A recent brain plasticity study at Georgetown University found that too much attention inhibits implicit learning, which is how we learn without paying particular attention. It’s pretty important. If you had to focus consciously on everything you picked up in life, you wouldn’t get very far. The brain has its own way of acquiring and storing essential information with the least possible effort.
For example, whether or not you formally study grammar, you pick up the rules of your language, more or less; you understand how to use the word ‘I.’ In similar ways we figure out how to ride a bike and use a mouse, when to use sarcasm and when to be sympathetic.

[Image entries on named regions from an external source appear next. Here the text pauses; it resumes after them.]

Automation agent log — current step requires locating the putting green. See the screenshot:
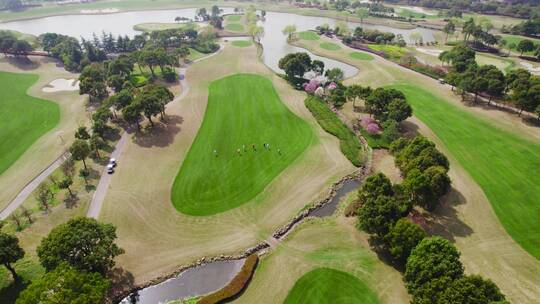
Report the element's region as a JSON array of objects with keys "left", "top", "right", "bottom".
[
  {"left": 349, "top": 52, "right": 373, "bottom": 60},
  {"left": 320, "top": 42, "right": 341, "bottom": 51},
  {"left": 284, "top": 268, "right": 379, "bottom": 304},
  {"left": 232, "top": 40, "right": 253, "bottom": 47},
  {"left": 0, "top": 72, "right": 60, "bottom": 174},
  {"left": 298, "top": 31, "right": 321, "bottom": 40},
  {"left": 171, "top": 74, "right": 315, "bottom": 216},
  {"left": 225, "top": 23, "right": 244, "bottom": 32},
  {"left": 392, "top": 85, "right": 540, "bottom": 259}
]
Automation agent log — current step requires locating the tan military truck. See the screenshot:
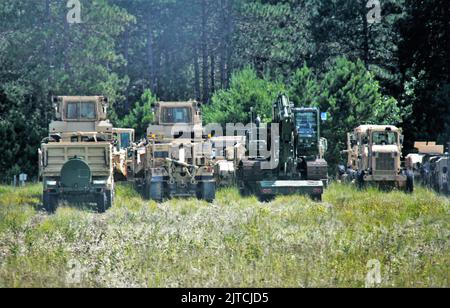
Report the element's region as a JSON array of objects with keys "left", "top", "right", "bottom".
[
  {"left": 344, "top": 125, "right": 414, "bottom": 192},
  {"left": 211, "top": 136, "right": 246, "bottom": 187},
  {"left": 138, "top": 101, "right": 216, "bottom": 202},
  {"left": 39, "top": 96, "right": 114, "bottom": 212}
]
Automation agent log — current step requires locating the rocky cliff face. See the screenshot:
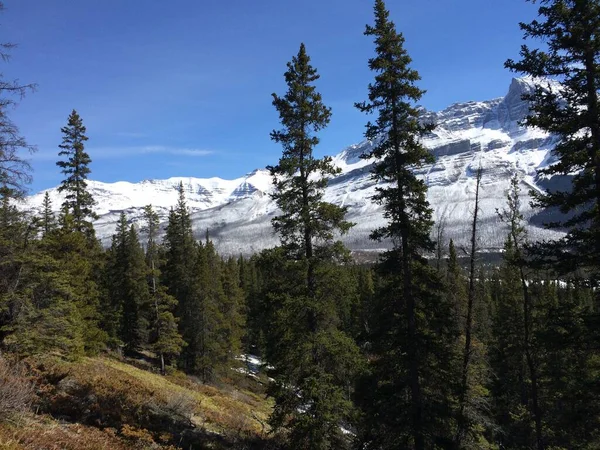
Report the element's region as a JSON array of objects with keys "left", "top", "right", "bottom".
[{"left": 27, "top": 78, "right": 568, "bottom": 254}]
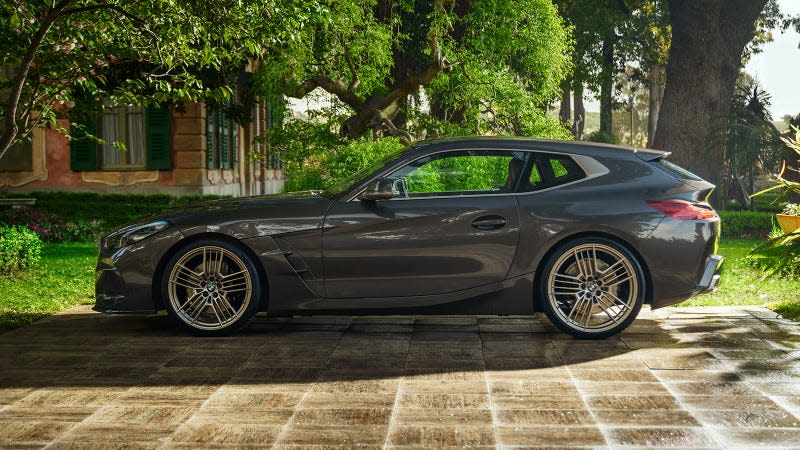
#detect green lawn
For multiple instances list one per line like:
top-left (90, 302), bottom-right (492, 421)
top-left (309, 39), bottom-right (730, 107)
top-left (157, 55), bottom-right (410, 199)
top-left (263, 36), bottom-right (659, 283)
top-left (680, 239), bottom-right (800, 317)
top-left (0, 243), bottom-right (97, 333)
top-left (0, 239), bottom-right (800, 333)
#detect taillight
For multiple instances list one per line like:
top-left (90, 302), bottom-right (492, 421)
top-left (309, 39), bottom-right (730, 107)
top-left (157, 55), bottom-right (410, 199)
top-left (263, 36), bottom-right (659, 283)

Implicit learning has something in common with automaticity, where we learn consciously but at a certain point don’t think about it any more — like handwriting and operating a car. It frees up our attention to focus on what we’re writing or where we’re going.
In other words, we refine our knowledge by taking what we already know for granted. It’s how we get better at things, streamline our work skills and, hopefully, cultivate social graces.

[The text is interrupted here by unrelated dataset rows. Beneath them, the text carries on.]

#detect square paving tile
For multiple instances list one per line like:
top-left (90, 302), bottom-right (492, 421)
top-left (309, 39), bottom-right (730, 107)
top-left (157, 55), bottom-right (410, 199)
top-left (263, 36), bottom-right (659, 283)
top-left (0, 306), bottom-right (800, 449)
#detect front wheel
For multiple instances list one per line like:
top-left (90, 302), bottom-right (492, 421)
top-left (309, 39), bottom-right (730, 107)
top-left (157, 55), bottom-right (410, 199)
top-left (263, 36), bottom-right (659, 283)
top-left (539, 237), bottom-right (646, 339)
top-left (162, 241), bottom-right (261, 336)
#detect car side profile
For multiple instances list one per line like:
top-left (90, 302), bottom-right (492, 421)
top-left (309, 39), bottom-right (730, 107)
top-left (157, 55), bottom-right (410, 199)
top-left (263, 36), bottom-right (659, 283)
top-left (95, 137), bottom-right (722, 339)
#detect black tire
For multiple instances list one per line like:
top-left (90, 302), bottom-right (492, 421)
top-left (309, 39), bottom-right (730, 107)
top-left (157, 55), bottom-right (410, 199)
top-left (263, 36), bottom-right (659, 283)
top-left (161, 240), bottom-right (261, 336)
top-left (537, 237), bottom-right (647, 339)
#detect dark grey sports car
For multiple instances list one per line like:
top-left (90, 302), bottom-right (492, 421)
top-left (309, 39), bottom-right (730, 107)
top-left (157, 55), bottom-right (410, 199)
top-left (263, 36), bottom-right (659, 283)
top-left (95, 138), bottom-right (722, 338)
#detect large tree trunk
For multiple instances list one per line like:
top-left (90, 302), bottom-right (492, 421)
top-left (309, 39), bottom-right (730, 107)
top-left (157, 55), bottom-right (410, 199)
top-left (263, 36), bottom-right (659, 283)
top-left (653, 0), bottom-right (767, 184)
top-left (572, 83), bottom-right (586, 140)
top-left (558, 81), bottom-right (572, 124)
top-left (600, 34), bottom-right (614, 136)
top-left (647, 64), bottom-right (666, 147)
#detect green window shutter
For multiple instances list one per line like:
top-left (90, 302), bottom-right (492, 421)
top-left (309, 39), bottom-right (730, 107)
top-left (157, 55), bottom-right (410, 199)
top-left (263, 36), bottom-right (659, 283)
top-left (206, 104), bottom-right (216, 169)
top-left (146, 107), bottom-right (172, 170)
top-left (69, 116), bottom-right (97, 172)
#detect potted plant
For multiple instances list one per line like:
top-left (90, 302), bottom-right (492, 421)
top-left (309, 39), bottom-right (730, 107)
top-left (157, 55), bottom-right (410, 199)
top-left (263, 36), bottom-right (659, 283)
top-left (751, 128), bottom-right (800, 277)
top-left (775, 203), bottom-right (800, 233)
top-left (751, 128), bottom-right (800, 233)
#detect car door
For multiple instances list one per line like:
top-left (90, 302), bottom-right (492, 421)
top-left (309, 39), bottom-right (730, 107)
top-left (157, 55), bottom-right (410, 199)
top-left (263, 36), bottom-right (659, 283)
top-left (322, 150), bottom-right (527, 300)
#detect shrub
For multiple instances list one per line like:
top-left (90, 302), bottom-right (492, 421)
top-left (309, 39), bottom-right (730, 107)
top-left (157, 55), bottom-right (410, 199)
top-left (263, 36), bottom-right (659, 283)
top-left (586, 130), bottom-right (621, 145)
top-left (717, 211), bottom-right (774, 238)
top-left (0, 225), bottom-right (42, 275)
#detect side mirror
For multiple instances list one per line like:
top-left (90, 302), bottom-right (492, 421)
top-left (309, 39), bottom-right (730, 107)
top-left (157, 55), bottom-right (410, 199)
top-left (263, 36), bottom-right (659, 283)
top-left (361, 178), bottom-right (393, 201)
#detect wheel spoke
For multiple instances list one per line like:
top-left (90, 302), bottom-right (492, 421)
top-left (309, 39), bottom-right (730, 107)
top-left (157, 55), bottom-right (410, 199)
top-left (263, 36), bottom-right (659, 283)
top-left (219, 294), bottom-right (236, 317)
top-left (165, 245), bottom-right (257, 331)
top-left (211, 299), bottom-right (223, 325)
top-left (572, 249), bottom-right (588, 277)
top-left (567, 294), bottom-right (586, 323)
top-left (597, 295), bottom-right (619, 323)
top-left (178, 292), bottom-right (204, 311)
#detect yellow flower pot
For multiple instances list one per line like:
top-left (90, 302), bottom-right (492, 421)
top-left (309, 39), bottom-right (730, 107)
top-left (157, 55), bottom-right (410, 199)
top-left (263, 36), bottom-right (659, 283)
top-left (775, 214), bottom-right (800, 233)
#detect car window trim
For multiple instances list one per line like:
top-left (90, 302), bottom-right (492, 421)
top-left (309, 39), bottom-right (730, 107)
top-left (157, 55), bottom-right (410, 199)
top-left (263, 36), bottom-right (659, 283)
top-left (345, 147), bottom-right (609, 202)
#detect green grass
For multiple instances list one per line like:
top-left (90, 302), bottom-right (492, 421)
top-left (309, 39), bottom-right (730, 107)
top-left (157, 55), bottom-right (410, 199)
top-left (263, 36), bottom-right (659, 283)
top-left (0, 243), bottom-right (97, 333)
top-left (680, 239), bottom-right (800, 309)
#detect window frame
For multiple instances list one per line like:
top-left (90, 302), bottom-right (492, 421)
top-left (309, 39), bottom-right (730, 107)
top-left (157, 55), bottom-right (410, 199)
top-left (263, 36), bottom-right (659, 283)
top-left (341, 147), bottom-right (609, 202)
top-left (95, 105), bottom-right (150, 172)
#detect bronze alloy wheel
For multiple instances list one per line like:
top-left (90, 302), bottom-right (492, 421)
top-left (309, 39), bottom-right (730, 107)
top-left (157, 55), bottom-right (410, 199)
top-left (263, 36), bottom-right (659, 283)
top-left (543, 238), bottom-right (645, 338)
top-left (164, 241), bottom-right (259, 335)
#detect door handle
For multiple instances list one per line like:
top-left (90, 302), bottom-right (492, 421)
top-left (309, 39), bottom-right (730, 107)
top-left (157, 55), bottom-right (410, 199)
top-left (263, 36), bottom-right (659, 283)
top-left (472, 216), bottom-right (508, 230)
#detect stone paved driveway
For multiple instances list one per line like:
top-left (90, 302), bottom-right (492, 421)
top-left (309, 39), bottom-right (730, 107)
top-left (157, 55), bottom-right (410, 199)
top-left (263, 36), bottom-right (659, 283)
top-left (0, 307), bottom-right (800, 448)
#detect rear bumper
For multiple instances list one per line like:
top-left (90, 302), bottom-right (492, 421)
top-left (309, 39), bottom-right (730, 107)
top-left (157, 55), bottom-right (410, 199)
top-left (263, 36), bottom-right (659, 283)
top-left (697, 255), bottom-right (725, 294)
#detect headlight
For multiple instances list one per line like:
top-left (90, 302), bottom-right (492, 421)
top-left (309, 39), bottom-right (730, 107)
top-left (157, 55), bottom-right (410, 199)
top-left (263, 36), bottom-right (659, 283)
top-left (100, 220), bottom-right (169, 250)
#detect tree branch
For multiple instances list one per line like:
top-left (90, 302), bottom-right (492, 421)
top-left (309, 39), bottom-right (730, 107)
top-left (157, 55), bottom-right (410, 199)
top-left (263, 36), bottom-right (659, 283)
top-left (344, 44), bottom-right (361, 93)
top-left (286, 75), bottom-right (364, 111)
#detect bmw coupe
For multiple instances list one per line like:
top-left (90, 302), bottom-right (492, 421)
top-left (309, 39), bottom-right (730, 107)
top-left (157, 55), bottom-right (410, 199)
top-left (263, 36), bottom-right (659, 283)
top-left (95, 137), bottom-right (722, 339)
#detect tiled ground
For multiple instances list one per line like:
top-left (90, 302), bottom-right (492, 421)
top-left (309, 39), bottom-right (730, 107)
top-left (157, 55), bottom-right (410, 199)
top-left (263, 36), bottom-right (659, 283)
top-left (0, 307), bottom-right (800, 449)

Mindfulness does the opposite; nothing’s taken for granted; everything’s examined — at least in theory. Those who practice it for spiritual reasons tend to judge implicit learning and automaticity as mindless and bad. In fact, they’re mindless and good.
Mindfulness is not an absolute.
It works alongside mindlessness.
This is a real source of confusion for beginning meditators. I’m often asked how to be mindful all the time or, even worse, how to handle the guilt when you can’t. With misconceptions like this, the powerful tool of mindfulness becomes harmful.
So mindfulness takes discrimination. The Buddha, widely credited as its inventor, called it a medicine, and as we all know medicines require caution.
The question that’s too rarely asked is, What’s mindfulness for?
What you do with it is entirely up to you. You might use it to, ‘calm the mind.’ Then, with perseverance, your aim may be to ‘uproot suffering,’ or even to ‘overcome delusion.’ I find it helps separate my emotional motivators from self-serving rationalizations, and ultimately to see mental projections for what they are. For example, I rationalized that my Sri Lankan retreat made me a spiritual person, but what really motivated me was being free of everyday realities. Rather than acknowledging my self-centredness, I projected myself as heroic. It took a while, but I eventually saw through it.
Seeing our motives with immediacy brings a sort of clarity that mere theory and doctrine never will. For this, mindfulness is the tool of choice. However, spontaneity, creativity and flow emerge from the mindlessness of implicit learning and automaticity. Also, in order to be mindful of some things, we have to relinquish our attention to others, and just let them happen.
Mindfulness is not an absolute. It works alongside mindlessness. If you’re stuck on being in the moment just for the peace of it, you’re missing the point.
So take a deep breath and learn to let your mind go. It’s not just okay to be mindless; it’s important.